Numa revista sobre plantas, li uma vez acerca de alguém que faz questão de ter na sala uma costela-de-adão. Também conhecida como Monstera deliciosa, a costela-de-adão é uma planta que cresce desordenadamente, por muito que tentemos domesticá-la. A essa pessoa, a presença desta criatura vegetal desgrenhada numa sala de outro modo impecável lembra que nem todas as coisas têm de ser perfeitas e que nem tudo pode ser controlado.

Talvez não seja má ideia termos livros que desempenham funções semelhantes às da costela-de-adão nesta sala. Umberto Eco falou da noção de antibiblioteca, aplicando-a aos livros das nossas bibliotecas que ainda não lemos, mas de que podemos vir a precisar. Eu estou a pensar mais nos livros que já lemos e achámos insatisfatórios, a ponto de acharmos que poderíamos livrar-nos deles.

Por exemplo, antes de mudar para esta casa, decidi aproveitar a ocasião para doar alguns volumes. Não é que lamente as minhas escolhas na altura, mas, entre os livros de que abdiquei, há um em particular que ainda hoje me faz sentir algum arrependimento: The Silk Road, de Edmund de Waal (publicado em português com o título A Rota da Porcelana, tradução de Maria Lúcia Lima).

Edmund de Waal é um ceramista inglês, mais conhecido entre nós como autor de A Lebre de Olhos de Âmbar, um ensaio sobre a colecção de esculturas japonesas pertencentes a um tio. É impossível ouvirmos a paixão com que fala das suas actividades profissionais e artísticas sem sentirmos vontade de ler os livros que escreveu. Um volume sobre as viagens que fez para aprender mais sobre porcelana teria potencial para ser realmente cativante. A Rota da Porcelana, contudo, é um livro totalmente falhado: demasiado longo, com pouca informação concreta, sobrecarregado de passagens pseudolíricas. Depois de ler mais de cem páginas, pu-lo de lado, pensando que preferia esquecê-lo para sempre. Saiu da minha casa entre os livros que seleccionei para doar.

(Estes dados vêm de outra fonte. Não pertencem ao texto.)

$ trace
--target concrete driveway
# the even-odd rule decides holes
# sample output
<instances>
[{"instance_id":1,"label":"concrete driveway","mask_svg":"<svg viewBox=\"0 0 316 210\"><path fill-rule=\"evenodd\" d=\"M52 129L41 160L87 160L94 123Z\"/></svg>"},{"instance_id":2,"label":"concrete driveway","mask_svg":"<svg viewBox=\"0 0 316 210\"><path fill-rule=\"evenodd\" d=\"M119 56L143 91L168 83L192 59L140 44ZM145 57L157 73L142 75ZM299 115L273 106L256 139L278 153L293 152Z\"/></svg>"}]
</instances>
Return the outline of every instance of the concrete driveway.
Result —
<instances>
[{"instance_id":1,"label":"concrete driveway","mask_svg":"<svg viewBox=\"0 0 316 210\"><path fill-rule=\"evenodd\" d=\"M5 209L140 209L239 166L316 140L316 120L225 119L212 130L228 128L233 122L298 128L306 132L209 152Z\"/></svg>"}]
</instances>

Desde essa altura, já tive muitas vezes vontade de voltar a folhear A Rota da Porcelana. Preciso de verificar se a minha reacção foi exagerada, mas também quero perceber o que aconteceu à inspiração inicial do texto. É o género de livro cujo fracasso nos deixa perplexos. Terá falhado por excesso de ambição? Será que é mais difícil escrever sobre os temas mais próximos? Poderá ajudar-nos a não escrever maus livros? 

Na verdade, não existem assim tantos livros que não sejam medianos ou maus; há alguns bons e pouquíssimos inesquecíveis. Os livros que temos em casa, no entanto, desempenham mais papéis do que serem bons ou maus. Podemos precisar de livros que nos pareceram imprestáveis. Não é impossível aprendermos a gostar de um texto que antes nos pareceu irrecuperavelmente entediante e mal escrito. E, mesmo entre os livros de que nunca gostaremos e que nunca leremos até ao fim, há um ou outro que nos ajudam a perceber outras coisas. Os maus livros podem ser nossos amigos, se tivermos cuidado com as raízes e seguirmos as folhas que procuram a luz.

Há várias maneiras de um livro ser mau, embora os livros que saem bem dêem quase sempre um salto de fé, ou de falta dela, no vazio. De qualquer modo, este texto não é sobre livros bons ou maus, mas sim sobre elementos que inicialmente julgamos que não deviam estar onde afinal são imprescindíveis.